Mr. D. COVES
I. INTRODUCTION
De 1974 à 1982, la technique d'élevage larvaire du loup a permis la production de plusieurs centaines de milliers d'alevins par an dans les écloseries françaises.
Cependant, les résultats étaient incertains, irréguliers et souvent faibles avec un taux de survie compris entre 0 et 40% à l'issue des deux premiers mois d'élevage.
Les producteurs devaient donc utiliser de grandes capacités d'élevage et d'énormes quantités de larves pour assurer une production suffisante.
Depuis 1983, la station expérimentale de PALAVAS a mis au point une technique permettant dans un premier temps d'améliorer le comportement des larves, leur survie et dans deuxième temps la qualité des animaux produits.
De plus la grande fiabilité de cette techique démontrée à l'échelle d'un pilote semi-intensif et intensif permet désormais de proposer des normes technologiques et d'évaluer les coûts de production pour cette phase de l'élevage du loup.
II. RAPPEL DES CONDITIONS D'ELEVAGE ET DES POINTS DE BLOCAGR RENCONTRES AVEC LA TECHNIQUE “EAU VERTE”
II. 1. Conditions générales d'élevage
La technique d'élevage larvaire faible densité dite semi-intensive de type “eau verte” a été décrite par BEDIER (1979).
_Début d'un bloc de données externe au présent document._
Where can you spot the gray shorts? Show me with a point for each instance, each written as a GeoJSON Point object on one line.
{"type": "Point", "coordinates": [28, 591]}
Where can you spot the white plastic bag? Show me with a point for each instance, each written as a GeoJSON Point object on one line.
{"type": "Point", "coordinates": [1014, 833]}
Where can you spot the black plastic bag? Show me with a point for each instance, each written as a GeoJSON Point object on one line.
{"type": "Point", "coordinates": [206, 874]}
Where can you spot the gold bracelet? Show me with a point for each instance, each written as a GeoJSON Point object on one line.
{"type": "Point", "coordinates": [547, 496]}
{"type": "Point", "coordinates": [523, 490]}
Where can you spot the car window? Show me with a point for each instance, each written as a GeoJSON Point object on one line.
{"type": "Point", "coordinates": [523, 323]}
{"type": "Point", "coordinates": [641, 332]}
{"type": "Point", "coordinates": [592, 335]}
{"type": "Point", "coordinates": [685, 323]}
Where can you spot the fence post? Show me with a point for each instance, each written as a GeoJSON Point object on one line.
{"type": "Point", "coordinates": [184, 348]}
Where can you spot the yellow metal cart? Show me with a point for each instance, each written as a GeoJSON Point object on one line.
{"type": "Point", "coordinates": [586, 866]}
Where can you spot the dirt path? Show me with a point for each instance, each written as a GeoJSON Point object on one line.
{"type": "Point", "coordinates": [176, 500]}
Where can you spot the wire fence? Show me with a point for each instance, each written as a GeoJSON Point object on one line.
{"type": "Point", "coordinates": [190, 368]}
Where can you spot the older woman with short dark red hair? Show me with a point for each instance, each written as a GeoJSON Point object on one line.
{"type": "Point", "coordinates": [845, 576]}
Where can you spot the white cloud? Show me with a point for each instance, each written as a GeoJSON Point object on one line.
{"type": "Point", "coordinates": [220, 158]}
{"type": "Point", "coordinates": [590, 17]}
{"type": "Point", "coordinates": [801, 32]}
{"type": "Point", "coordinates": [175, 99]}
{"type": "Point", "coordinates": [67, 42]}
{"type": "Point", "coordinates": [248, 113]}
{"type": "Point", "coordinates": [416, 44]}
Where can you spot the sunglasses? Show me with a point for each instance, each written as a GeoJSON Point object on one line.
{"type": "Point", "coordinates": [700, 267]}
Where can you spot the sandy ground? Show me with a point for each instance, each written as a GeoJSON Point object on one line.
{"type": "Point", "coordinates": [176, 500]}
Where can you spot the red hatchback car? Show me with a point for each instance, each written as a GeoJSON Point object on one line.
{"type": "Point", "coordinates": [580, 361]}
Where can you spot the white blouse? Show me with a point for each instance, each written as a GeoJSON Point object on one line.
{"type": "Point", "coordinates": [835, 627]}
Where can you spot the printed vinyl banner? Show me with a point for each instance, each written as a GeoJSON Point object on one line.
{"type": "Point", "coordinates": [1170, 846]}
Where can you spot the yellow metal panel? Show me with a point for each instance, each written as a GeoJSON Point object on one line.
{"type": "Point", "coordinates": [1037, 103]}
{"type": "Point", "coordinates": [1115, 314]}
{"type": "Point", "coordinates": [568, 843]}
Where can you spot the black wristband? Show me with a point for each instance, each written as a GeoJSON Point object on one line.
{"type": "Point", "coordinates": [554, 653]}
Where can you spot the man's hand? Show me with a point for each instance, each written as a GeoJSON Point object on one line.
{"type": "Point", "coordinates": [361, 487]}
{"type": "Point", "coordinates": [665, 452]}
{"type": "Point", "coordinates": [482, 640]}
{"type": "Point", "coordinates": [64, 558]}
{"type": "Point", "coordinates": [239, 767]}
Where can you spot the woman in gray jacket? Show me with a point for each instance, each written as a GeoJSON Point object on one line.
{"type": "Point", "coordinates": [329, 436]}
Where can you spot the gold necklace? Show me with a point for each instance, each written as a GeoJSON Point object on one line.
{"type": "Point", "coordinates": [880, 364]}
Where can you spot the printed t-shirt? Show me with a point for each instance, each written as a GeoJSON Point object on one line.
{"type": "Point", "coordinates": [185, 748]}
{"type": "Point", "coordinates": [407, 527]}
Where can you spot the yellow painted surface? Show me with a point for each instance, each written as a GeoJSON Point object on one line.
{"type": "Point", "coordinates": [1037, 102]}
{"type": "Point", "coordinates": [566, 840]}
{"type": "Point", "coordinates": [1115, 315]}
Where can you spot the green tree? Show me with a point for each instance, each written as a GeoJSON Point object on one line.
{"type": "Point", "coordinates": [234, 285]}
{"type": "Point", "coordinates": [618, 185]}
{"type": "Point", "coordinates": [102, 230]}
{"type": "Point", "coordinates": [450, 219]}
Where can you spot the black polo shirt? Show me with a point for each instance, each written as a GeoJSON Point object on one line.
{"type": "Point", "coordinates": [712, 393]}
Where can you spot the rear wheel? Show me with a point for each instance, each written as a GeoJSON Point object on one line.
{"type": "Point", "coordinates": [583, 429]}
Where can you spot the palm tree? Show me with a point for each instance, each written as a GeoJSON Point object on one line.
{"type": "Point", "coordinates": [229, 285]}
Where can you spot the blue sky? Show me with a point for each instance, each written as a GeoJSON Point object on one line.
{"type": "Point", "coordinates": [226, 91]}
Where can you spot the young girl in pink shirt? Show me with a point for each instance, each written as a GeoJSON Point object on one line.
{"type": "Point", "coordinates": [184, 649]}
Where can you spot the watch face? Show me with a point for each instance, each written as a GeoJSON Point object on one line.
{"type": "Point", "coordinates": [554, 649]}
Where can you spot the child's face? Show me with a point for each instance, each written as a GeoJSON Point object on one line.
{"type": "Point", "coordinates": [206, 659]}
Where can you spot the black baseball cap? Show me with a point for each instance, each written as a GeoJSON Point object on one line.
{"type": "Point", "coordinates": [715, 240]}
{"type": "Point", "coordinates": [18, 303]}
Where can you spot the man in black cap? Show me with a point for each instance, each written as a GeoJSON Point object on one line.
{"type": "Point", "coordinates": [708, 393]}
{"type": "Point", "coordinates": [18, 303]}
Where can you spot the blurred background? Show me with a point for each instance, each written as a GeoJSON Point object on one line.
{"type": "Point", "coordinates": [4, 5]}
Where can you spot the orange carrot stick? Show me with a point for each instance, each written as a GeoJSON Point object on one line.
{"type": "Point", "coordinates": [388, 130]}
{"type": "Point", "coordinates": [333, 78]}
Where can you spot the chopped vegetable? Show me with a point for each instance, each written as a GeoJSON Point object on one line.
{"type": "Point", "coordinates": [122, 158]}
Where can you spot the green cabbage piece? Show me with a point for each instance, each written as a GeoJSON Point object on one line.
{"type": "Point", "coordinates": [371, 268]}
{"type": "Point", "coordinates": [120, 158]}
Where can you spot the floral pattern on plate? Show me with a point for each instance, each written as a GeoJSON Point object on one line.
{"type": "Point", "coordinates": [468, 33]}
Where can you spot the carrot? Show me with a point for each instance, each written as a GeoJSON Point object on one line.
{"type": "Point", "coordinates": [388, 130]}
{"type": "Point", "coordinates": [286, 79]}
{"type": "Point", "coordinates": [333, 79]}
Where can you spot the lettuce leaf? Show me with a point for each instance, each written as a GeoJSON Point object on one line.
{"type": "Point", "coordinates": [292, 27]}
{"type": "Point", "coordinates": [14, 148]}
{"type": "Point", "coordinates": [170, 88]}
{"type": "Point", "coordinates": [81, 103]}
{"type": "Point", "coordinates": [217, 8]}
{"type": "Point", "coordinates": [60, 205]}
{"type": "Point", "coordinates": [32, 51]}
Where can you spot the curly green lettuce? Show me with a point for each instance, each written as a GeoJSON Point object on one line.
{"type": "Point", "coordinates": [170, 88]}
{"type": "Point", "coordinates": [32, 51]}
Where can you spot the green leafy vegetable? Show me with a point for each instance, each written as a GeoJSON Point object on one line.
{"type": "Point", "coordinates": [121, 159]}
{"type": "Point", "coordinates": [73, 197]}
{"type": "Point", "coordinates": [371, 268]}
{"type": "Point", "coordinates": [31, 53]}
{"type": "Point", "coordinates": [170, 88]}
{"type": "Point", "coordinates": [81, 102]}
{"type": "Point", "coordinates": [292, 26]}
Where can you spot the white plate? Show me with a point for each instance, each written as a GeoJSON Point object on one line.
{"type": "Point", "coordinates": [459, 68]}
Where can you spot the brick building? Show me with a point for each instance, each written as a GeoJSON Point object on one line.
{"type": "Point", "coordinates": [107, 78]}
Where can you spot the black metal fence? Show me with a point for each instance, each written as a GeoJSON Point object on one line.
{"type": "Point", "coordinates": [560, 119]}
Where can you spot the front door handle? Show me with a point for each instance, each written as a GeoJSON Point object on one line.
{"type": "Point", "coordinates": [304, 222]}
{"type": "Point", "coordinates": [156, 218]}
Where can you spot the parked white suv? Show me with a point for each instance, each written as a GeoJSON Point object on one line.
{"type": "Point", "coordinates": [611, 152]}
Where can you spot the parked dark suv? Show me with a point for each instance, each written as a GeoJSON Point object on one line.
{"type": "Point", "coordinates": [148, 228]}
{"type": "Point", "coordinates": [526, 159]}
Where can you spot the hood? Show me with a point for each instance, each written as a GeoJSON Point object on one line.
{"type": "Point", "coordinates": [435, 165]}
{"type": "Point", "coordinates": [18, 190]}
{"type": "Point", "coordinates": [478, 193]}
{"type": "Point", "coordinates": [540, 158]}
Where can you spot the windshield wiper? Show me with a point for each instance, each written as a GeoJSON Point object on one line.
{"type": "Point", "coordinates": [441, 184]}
Elle se caractérise par les paramètres principaux suivants:
Mise en élevage à une concentration initiale faible de 20 larves par litre en moyenne dans un bassin de 10 m3 de couleur noire.
Le milieu d'élevage est stagnant avec un bloom phyto-planctonique pendant les 20 premiers jours. Le renouvellement de l'eau se fait ensuite progressivement par fraction du volume.
L'élevage artificiel de type incandescent à mercure et/ou fluorescent induit une intensité de 2 000 à lux à la surface des bassins dès l'éclosion.
II. 2. Anomalies recontrées
Deux anomalies principales survienment alors fréquemment:
Une anomalie de type comportemental a lieu entre le 20ème et le 30éme jour de l'élevage (température de 18°C à 20°C). Elle se caractérise par une crise de tourni accompagnée d'une perte d'appétit et la production de fèces blanches. Dans certains cas, ces symptômes sont suivis d'une mortalité totale du cheptel.
Des anomalies de type anatomiques. D'une part, certains élevages comportent
un pourcentage élevé d'individus présentant des malformations des ares mandibulaires
(prognathe, operculés uni ou bi-latéraux); d'autre part, une malformation
squelettique de type lordose apparaît sur 80 à 90% des animaux
dès la taille de 20 mm (CHATAIN en préparation). De telles quantités d'animaux
ainsi fragilisés réduisent fortement les performances de l'élevage et les
taux de survie au sevrage restent médiocres (CHATAIN en préparation).
Dans ce dernier cas, il existe une corrélation entre la présence d'une lordose
et l'absence d'une vessie gazeuse fonctionnelle (CHATAIN en préparation).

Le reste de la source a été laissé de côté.